“Let me assure you, this, like any story worth telling, is all about a girl…”
Is the story of Bukhari’s accident worth telling, then?
A cottage industry, of sorts, of the rumour mills revolving around the terrible injuries sustained by lawyer Naeem Bukhari in London. How about a guided tour? He simply fell down is the official line, of course. Then, there is the entire spectrum of theories that calls out this official line. The injuries, argue these folk, are inconsistent with that explanation.
They say that Bukhari, ever the Ravian cad that he is, flirted with a young lady, whose brother(s) and significant other were around. They treated the fellow to a knuckle sandwich or seventeen. Though the injuries suggest trauma caused by contact with blunt objects. Yes, the boys had rods, says this lot.

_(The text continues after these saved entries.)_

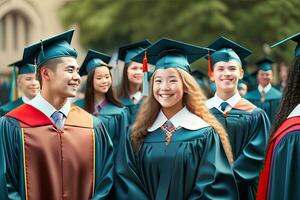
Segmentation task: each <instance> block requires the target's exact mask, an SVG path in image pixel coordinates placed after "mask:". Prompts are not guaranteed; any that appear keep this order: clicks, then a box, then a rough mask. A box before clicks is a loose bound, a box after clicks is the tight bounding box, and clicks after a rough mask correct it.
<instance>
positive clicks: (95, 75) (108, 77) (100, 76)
mask: <svg viewBox="0 0 300 200" xmlns="http://www.w3.org/2000/svg"><path fill="white" fill-rule="evenodd" d="M111 85H112V80H111V75H110V72H109V69H108V68H107V67H105V66H102V67H97V68H96V69H95V73H94V78H93V86H94V89H95V92H99V93H101V94H106V93H107V91H108V90H109V88H110V87H111Z"/></svg>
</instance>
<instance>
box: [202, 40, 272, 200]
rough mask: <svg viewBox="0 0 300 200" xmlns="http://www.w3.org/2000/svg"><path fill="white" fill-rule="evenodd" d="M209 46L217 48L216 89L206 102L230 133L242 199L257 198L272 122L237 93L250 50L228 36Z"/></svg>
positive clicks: (266, 116)
mask: <svg viewBox="0 0 300 200" xmlns="http://www.w3.org/2000/svg"><path fill="white" fill-rule="evenodd" d="M209 48H211V49H214V50H216V51H215V52H213V53H212V54H211V65H212V66H213V68H212V69H211V70H212V74H211V78H212V79H213V80H214V81H215V83H216V89H217V90H216V94H215V96H214V97H213V98H211V99H209V100H207V102H206V105H207V107H208V108H209V109H210V111H211V113H212V114H213V115H214V116H215V117H216V118H217V119H218V120H219V122H221V123H222V125H223V126H224V128H225V129H226V131H227V133H228V136H229V140H230V144H231V147H232V152H233V157H234V163H233V166H232V167H233V171H234V175H235V179H236V182H237V185H238V189H239V196H240V199H245V200H247V199H249V200H250V199H255V194H256V188H257V181H258V176H259V172H260V169H261V167H262V164H263V160H264V153H265V149H266V146H267V141H268V134H269V128H270V123H269V120H268V117H267V115H266V113H265V112H264V111H263V110H262V109H260V108H257V107H256V106H255V105H253V104H252V103H250V102H249V101H247V100H246V99H244V98H242V97H241V96H240V95H239V93H238V81H239V80H240V79H242V78H243V74H244V72H243V68H242V60H243V59H245V58H246V57H247V56H249V55H250V54H251V52H250V51H249V50H248V49H246V48H245V47H242V46H241V45H239V44H237V43H235V42H233V41H231V40H229V39H227V38H225V37H221V38H219V39H217V40H216V41H215V42H213V43H212V44H211V45H210V46H209Z"/></svg>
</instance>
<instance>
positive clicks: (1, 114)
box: [0, 97, 24, 117]
mask: <svg viewBox="0 0 300 200" xmlns="http://www.w3.org/2000/svg"><path fill="white" fill-rule="evenodd" d="M22 104H24V102H23V100H22V97H20V98H18V99H17V100H15V101H13V102H9V103H7V104H4V105H3V106H1V107H0V117H1V116H4V115H5V114H6V113H8V112H10V111H11V110H13V109H15V108H17V107H19V106H20V105H22Z"/></svg>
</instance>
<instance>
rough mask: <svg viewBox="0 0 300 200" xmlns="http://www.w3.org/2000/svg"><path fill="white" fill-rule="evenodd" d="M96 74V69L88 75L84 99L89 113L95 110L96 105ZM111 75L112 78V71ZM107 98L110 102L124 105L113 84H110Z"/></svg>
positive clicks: (114, 104)
mask: <svg viewBox="0 0 300 200" xmlns="http://www.w3.org/2000/svg"><path fill="white" fill-rule="evenodd" d="M103 67H104V66H103ZM94 75H95V69H94V70H92V71H91V72H90V73H89V74H88V76H87V81H86V90H85V96H84V100H85V104H84V109H85V110H86V111H87V112H89V113H93V112H94V106H95V88H94ZM109 75H110V77H111V78H112V75H111V72H110V71H109ZM105 98H106V100H107V101H108V102H110V103H112V104H114V105H116V106H118V107H122V106H123V105H122V103H121V102H120V100H119V99H118V98H117V97H116V95H115V92H114V89H113V87H112V86H110V88H109V89H108V91H107V93H106V94H105Z"/></svg>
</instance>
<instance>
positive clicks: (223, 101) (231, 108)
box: [205, 92, 242, 112]
mask: <svg viewBox="0 0 300 200" xmlns="http://www.w3.org/2000/svg"><path fill="white" fill-rule="evenodd" d="M241 98H242V97H241V95H240V94H239V93H238V92H236V93H235V94H234V95H233V96H232V97H230V98H229V99H227V100H226V102H227V103H228V104H229V105H228V106H227V107H226V109H225V112H228V111H229V110H231V109H232V108H233V107H234V106H235V105H236V104H237V103H238V102H239V101H240V100H241ZM223 102H224V100H223V99H221V98H220V97H219V96H218V95H217V93H215V96H214V97H212V98H210V99H208V100H207V101H206V102H205V105H206V106H207V107H208V109H211V108H214V107H215V108H217V109H218V110H220V111H221V112H223V111H222V110H221V103H223Z"/></svg>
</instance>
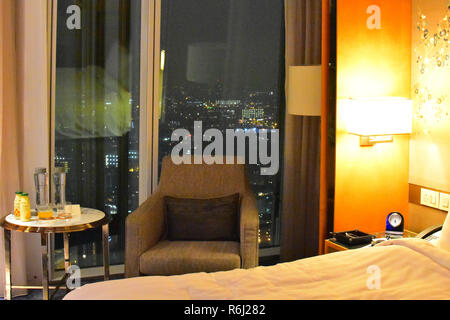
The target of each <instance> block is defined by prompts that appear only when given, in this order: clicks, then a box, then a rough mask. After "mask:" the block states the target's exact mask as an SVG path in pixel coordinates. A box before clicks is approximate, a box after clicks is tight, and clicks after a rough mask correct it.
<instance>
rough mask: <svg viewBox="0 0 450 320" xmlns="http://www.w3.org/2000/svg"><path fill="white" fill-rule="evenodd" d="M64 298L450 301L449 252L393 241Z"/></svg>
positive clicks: (161, 279)
mask: <svg viewBox="0 0 450 320" xmlns="http://www.w3.org/2000/svg"><path fill="white" fill-rule="evenodd" d="M65 299H100V300H103V299H107V300H109V299H150V300H155V299H156V300H179V299H182V300H189V299H194V300H210V299H214V300H218V299H242V300H260V299H264V300H281V299H283V300H284V299H450V252H448V251H445V250H442V249H439V248H436V247H435V246H433V245H432V244H430V243H428V242H426V241H424V240H420V239H410V240H394V241H388V242H385V243H382V245H378V246H376V247H372V248H363V249H358V250H349V251H344V252H337V253H333V254H328V255H323V256H318V257H314V258H309V259H303V260H298V261H294V262H290V263H282V264H278V265H276V266H271V267H258V268H255V269H250V270H241V269H239V270H233V271H227V272H218V273H212V274H205V273H196V274H188V275H183V276H171V277H141V278H132V279H124V280H115V281H107V282H101V283H95V284H88V285H85V286H83V287H81V288H78V289H76V290H74V291H72V292H71V293H69V294H68V295H67V296H66V297H65Z"/></svg>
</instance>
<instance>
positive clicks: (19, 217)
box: [14, 191, 22, 220]
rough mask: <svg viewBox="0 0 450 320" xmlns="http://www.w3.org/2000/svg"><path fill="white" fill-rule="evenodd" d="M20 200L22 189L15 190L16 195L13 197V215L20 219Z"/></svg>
mask: <svg viewBox="0 0 450 320" xmlns="http://www.w3.org/2000/svg"><path fill="white" fill-rule="evenodd" d="M21 200H22V191H17V192H16V197H15V198H14V217H15V218H16V220H20V201H21Z"/></svg>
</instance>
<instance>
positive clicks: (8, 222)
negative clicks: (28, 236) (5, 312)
mask: <svg viewBox="0 0 450 320" xmlns="http://www.w3.org/2000/svg"><path fill="white" fill-rule="evenodd" d="M110 221H111V217H110V216H109V215H108V214H106V213H104V212H102V211H99V210H95V209H88V208H82V209H81V215H78V216H74V217H72V218H70V219H61V220H60V219H53V220H38V218H37V217H35V216H33V217H32V218H31V221H28V222H22V221H20V220H16V219H15V217H14V214H10V215H9V216H6V217H4V218H2V219H1V220H0V227H2V228H3V229H4V245H5V278H6V279H5V280H6V281H5V299H6V300H10V299H11V298H12V289H42V291H43V299H44V300H48V299H49V289H50V286H49V273H48V259H49V257H48V256H49V238H50V235H51V234H57V233H62V234H63V238H64V266H65V270H66V274H65V275H64V277H63V279H62V281H64V280H65V279H67V276H68V274H67V271H68V269H69V267H70V258H69V234H70V233H72V232H81V231H85V230H88V229H95V228H99V227H102V232H103V236H102V240H103V267H104V279H105V281H106V280H109V242H108V240H109V239H108V238H109V222H110ZM11 231H17V232H26V233H39V234H40V235H41V248H42V287H36V286H14V285H12V283H11ZM62 281H61V282H62ZM59 287H60V285H58V286H57V287H56V290H58V289H59Z"/></svg>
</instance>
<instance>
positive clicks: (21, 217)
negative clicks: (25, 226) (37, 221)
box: [20, 193, 31, 222]
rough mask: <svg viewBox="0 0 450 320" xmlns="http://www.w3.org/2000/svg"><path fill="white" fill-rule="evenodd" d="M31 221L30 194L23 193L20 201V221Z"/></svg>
mask: <svg viewBox="0 0 450 320" xmlns="http://www.w3.org/2000/svg"><path fill="white" fill-rule="evenodd" d="M30 220H31V207H30V199H29V198H28V193H22V199H21V201H20V221H22V222H27V221H30Z"/></svg>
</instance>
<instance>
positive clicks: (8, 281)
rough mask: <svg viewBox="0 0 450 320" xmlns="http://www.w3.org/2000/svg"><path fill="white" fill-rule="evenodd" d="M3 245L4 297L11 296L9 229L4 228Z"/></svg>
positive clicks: (10, 244) (6, 297)
mask: <svg viewBox="0 0 450 320" xmlns="http://www.w3.org/2000/svg"><path fill="white" fill-rule="evenodd" d="M3 240H4V246H5V297H4V298H5V299H6V300H11V298H12V283H11V231H10V230H6V229H4V239H3Z"/></svg>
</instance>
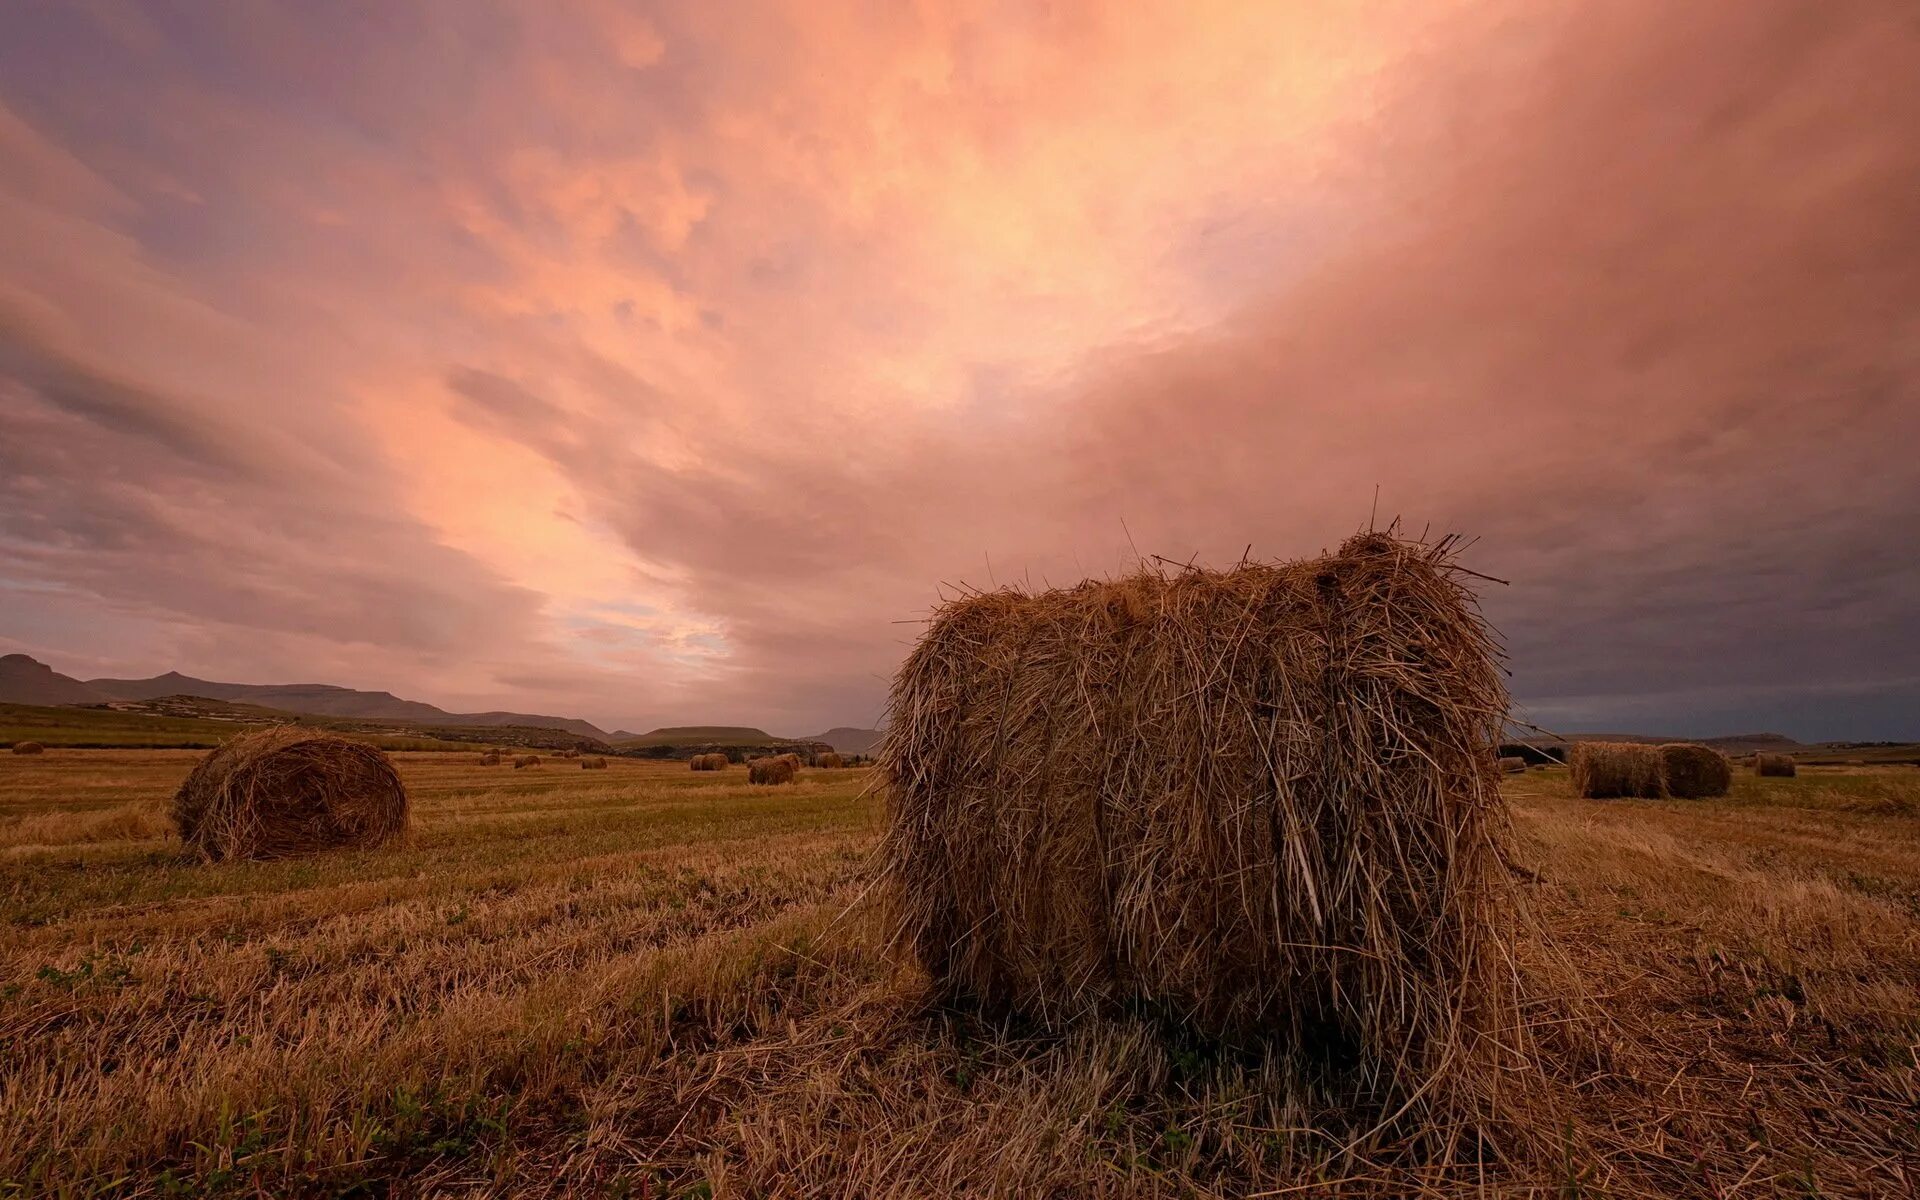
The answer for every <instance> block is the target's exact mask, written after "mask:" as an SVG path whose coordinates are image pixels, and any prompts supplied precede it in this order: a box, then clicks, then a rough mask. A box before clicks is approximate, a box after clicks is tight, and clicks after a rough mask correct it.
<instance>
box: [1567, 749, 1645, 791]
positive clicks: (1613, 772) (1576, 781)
mask: <svg viewBox="0 0 1920 1200" xmlns="http://www.w3.org/2000/svg"><path fill="white" fill-rule="evenodd" d="M1567 766H1569V768H1571V774H1572V793H1574V795H1578V797H1586V799H1590V801H1611V799H1619V797H1638V799H1644V801H1657V799H1661V797H1663V795H1667V760H1665V758H1663V756H1661V747H1657V745H1647V743H1640V741H1576V743H1574V747H1572V753H1571V755H1569V756H1567Z"/></svg>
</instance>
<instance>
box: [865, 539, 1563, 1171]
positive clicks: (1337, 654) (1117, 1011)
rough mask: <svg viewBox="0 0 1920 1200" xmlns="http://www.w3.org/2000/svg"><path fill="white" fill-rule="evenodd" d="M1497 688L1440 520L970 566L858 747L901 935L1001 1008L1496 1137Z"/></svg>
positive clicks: (1479, 620)
mask: <svg viewBox="0 0 1920 1200" xmlns="http://www.w3.org/2000/svg"><path fill="white" fill-rule="evenodd" d="M1505 708H1507V697H1505V689H1503V687H1501V676H1500V668H1498V662H1496V651H1494V645H1492V639H1490V636H1488V632H1486V628H1484V624H1482V622H1480V618H1478V612H1476V611H1475V605H1473V595H1471V593H1469V591H1467V588H1465V586H1463V580H1461V578H1459V576H1457V574H1455V572H1453V568H1452V563H1450V559H1448V543H1446V541H1442V543H1438V545H1421V543H1409V541H1398V540H1394V538H1388V536H1380V534H1367V536H1361V538H1354V540H1350V541H1348V543H1346V545H1342V547H1340V553H1338V555H1334V557H1329V559H1315V561H1304V563H1286V564H1240V566H1238V568H1235V570H1227V572H1212V570H1183V572H1175V574H1160V572H1142V574H1137V576H1129V578H1121V580H1110V582H1092V584H1083V586H1079V588H1071V589H1062V591H1044V593H1035V595H1027V593H1018V591H1010V589H1002V591H993V593H979V595H968V597H962V599H958V601H954V603H950V605H947V607H945V609H941V611H939V612H935V618H933V622H931V624H929V628H927V632H925V636H924V637H922V641H920V643H918V645H916V647H914V653H912V655H910V657H908V660H906V662H904V664H902V668H900V674H899V678H897V680H895V687H893V697H891V705H889V718H887V730H889V737H887V741H885V745H883V749H881V753H879V764H881V772H883V776H885V778H887V785H889V812H891V833H889V839H887V847H885V854H887V866H889V874H891V881H893V883H895V899H897V904H899V914H900V943H902V945H904V947H910V948H912V950H914V954H916V956H918V960H920V962H922V964H924V966H925V968H927V972H929V973H931V975H933V979H935V981H937V983H939V985H941V987H943V989H945V991H947V993H950V995H952V996H966V998H977V1000H981V1002H985V1004H987V1006H989V1008H993V1010H1012V1012H1020V1014H1025V1016H1031V1018H1037V1020H1041V1021H1043V1023H1069V1021H1075V1020H1083V1018H1085V1016H1089V1014H1098V1012H1108V1014H1112V1012H1119V1010H1123V1008H1127V1006H1131V1004H1144V1006H1146V1008H1148V1010H1152V1012H1160V1014H1164V1016H1165V1018H1167V1020H1171V1021H1175V1023H1179V1025H1181V1027H1192V1029H1202V1031H1208V1033H1213V1035H1231V1037H1236V1039H1246V1041H1248V1043H1250V1044H1252V1043H1256V1041H1258V1043H1260V1044H1261V1046H1263V1048H1267V1050H1271V1056H1269V1062H1273V1064H1275V1068H1273V1069H1275V1071H1277V1075H1281V1077H1290V1079H1288V1085H1286V1089H1284V1091H1286V1094H1290V1096H1300V1098H1302V1104H1315V1106H1321V1108H1327V1110H1338V1112H1344V1114H1352V1123H1354V1129H1352V1140H1354V1142H1357V1144H1361V1146H1367V1148H1373V1146H1377V1144H1384V1142H1402V1140H1405V1139H1415V1140H1419V1142H1421V1144H1423V1148H1425V1152H1428V1154H1430V1156H1432V1158H1436V1160H1446V1158H1452V1156H1455V1154H1476V1156H1500V1154H1507V1152H1515V1150H1517V1146H1515V1144H1511V1142H1515V1140H1524V1139H1528V1137H1530V1135H1532V1133H1534V1129H1536V1123H1534V1121H1532V1114H1528V1116H1521V1114H1519V1112H1517V1110H1513V1108H1511V1106H1513V1100H1515V1096H1513V1092H1521V1091H1524V1085H1526V1081H1528V1077H1530V1048H1528V1046H1530V1041H1532V1039H1530V1035H1528V1031H1526V1021H1524V1020H1523V1016H1521V1008H1519V995H1517V989H1515V973H1513V948H1511V939H1513V933H1515V927H1517V924H1519V920H1521V918H1519V912H1517V910H1519V904H1517V897H1515V893H1513V887H1511V876H1509V872H1507V866H1505V860H1503V837H1505V833H1507V816H1505V810H1503V804H1501V803H1500V793H1498V787H1496V770H1494V756H1492V755H1490V753H1488V747H1490V745H1494V743H1496V741H1498V737H1500V720H1501V714H1503V712H1505ZM1528 1108H1530V1106H1528Z"/></svg>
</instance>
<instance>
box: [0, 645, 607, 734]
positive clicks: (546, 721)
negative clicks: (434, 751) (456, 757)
mask: <svg viewBox="0 0 1920 1200" xmlns="http://www.w3.org/2000/svg"><path fill="white" fill-rule="evenodd" d="M192 695H198V697H205V699H211V701H230V703H240V705H259V707H261V708H276V710H280V712H303V714H309V716H344V718H355V720H405V722H417V724H428V726H526V728H541V730H561V732H563V733H572V735H576V737H591V739H595V741H607V735H605V733H601V730H599V728H597V726H593V724H591V722H584V720H578V718H572V716H547V714H541V712H447V710H445V708H438V707H434V705H428V703H422V701H405V699H399V697H397V695H394V693H390V691H359V689H355V687H334V685H332V684H221V682H217V680H196V678H194V676H182V674H180V672H177V670H169V672H167V674H163V676H154V678H150V680H88V682H84V684H83V682H81V680H75V678H71V676H63V674H60V672H58V670H54V668H52V666H46V664H44V662H40V660H36V659H33V657H31V655H6V657H0V705H106V703H111V701H157V699H161V697H192Z"/></svg>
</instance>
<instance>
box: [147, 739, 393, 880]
mask: <svg viewBox="0 0 1920 1200" xmlns="http://www.w3.org/2000/svg"><path fill="white" fill-rule="evenodd" d="M173 822H175V826H179V829H180V839H182V841H186V843H188V845H192V847H196V849H198V851H200V852H202V854H205V856H207V858H288V856H294V854H311V852H315V851H324V849H332V847H357V849H367V847H376V845H380V843H384V841H386V839H390V837H394V835H397V833H403V831H405V828H407V789H405V787H403V785H401V781H399V774H397V772H396V770H394V762H392V760H390V758H388V756H386V753H384V751H380V749H376V747H371V745H367V743H361V741H348V739H346V737H336V735H332V733H321V732H317V730H303V728H300V726H275V728H271V730H257V732H253V733H242V735H238V737H232V739H228V741H227V743H223V745H221V747H219V749H217V751H213V753H211V755H207V756H205V758H202V760H200V764H198V766H196V768H194V772H192V774H190V776H186V781H184V783H180V789H179V791H177V793H175V797H173Z"/></svg>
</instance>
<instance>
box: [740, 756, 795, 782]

Then there is the lot that says there was no lady involved. That Bukhari, being the androon L’hori boy that he is, got into an altercation with some fellow at the station.
Then there is the explanation saying that the official line was correct, but that the fellow was “happy” at the time. Though this “happiness” figures in the other explanations as well.
Then, him being a member of the PTI, is the other-party line. They say that the Noon’s Goons had Gullu Butted him. In London. This theory is so outlandish that the man himself has been at pains to reject it. “I fainted and suffered a collapse at an underground station in London,” Bokhari told media persons on Saturday.
“My wife and daughter were with me when I fell flat on my face and suffered injuries,” he said, adding that there was no truth on propaganda being done on social media.
In any case, he was supposed to attend a fundraising function for the Namal varsity, which he couldn’t, eventually.